Section 3 of article 342-705 deals with court challenges to production, subpoenas, requests, etc. under sections 1 and 2. Since, as we have concluded, sections 1 and 2 of article 342-705 do not apply to subpoenas of bank records by the Savings and Loan Department under section 8.02 of the Savings and Loan Act, the provisions of section 3 regarding challenges to section 1 and section 2 subpoenas would not apply either to such section 8.02 subpoenas by the department.

SUMMARY

The provisions of V.T.C.S. article 342-705, restricting disclosure of records of a financial institution and providing for notice, certificates of service, and court challenges with regard to requests and subpoenas for such records, do not apply to subpoenas for bank records by the Savings and Loan Commissioner in connection with examinations of savings and loan associations under section 8.02 of article 852a, the Savings and Loan Act.

      Very truly yours,

      Mattox signature

      Jim Mattox
      Attorney General of Texas

      Mary Keller
      First Assistant Attorney General

      Lou McCreary
      Executive Assistant Attorney General

      Judge Zollie Steakley
      Special Assistant Attorney General

      Rick Gilpin
      Chairman, Opinion Committee

      Prepared by
      William Walker
      Assistant Attorney General


Footnotes

FN1. The last quoted language of section 8.02 derives from provisions originally enacted in 1913 as part of, in the words of the bill's caption, "an Act to provide for the incorporation and regulation of certain corporations generally known as building and loan associations." Acts 1913, 33d Leg., 1st C.S., ch. 33, at 72. Section 16 of the 1913 act provided for periodic examination of the affairs of all building and loan associations by the Commissioner of Banking and Insurance. The second sentence of section 16 read:

Such examinations shall be full and complete, and in making the same the examiner shall have full access to, and may compel the production of all books, papers and moneys, etc., of the association under examination, and may administer oaths to and examine the officers of such association or any other person connected therewith, as to its business and affairs.

Id. at 76.

FN2. Section 4 of article 342-705, added in 1989 provides:

In this article 'financial institution' means a state or national bank or state or federal savings and loan association maintaining an office, branch, or agency office in this state or otherwise engaged in the business of lending money or extending credit in this state.

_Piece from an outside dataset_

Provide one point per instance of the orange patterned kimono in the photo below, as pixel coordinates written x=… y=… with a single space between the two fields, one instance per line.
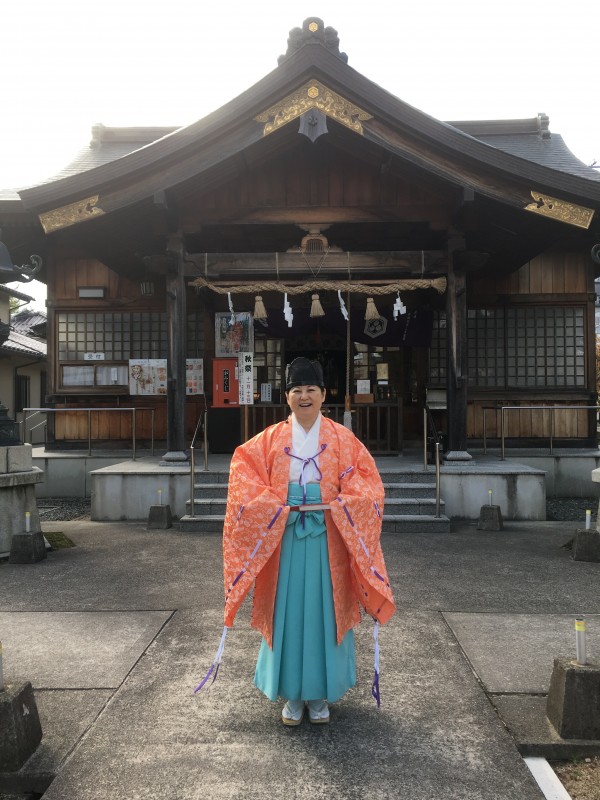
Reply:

Acts 1989, 71st Leg., ch. 1196, s 7, at 4886.

FN3. It is perhaps worthy of note that subparts (iii) and (iv) of section 1, excepting legislative committee subpoenas and certain requests for examination by the attorney general from the required disclosure prohibition, derive from a house committee amendment to the 1963 bill which originally added the disclosure restrictions to article 342-705. The bill as introduced provided only for the litigation exceptions covered in subparts (i) and (ii). See Bill File, S.B. 298, 58th Leg. (1963).

We also note that in the enrolled version of the 1989 amendment to section 1, and in the corresponding session law entry--chapter 1196--an "as" appears to have been mistakenly deleted from the pre-amendment language before the words "to whom information is to be disclosed" in subpart (i). That language should probably read "except (i) where the depositor, owner, borrower, or customer as to whom the information is to be disclosed ..." Obviously subpart (i) is meant to except information as to depositors and not information to be disclosed to the depositors, etc., themselves. See Bill File, S.B. 962, 71st Leg. (1989).

FN4. Interestingly, Nikrasch v. State, 698 S.W.2d 443, 450 (Tex.App.--Dallas 1985, no writ), noted that the language of the prior version of article 342-705 under consideration in that opinion--"neither shall any bank be required to disclose the amount deposited by any depositor to third parties"--did not "forbid a bank from disclosing how much a depositor has on deposit; it only provides that a bank may not be required to disclose that information." (Emphasis in original.) We find no cases, however, addressing whether article 342-705 limits the subpoena of bank records under section 8.02.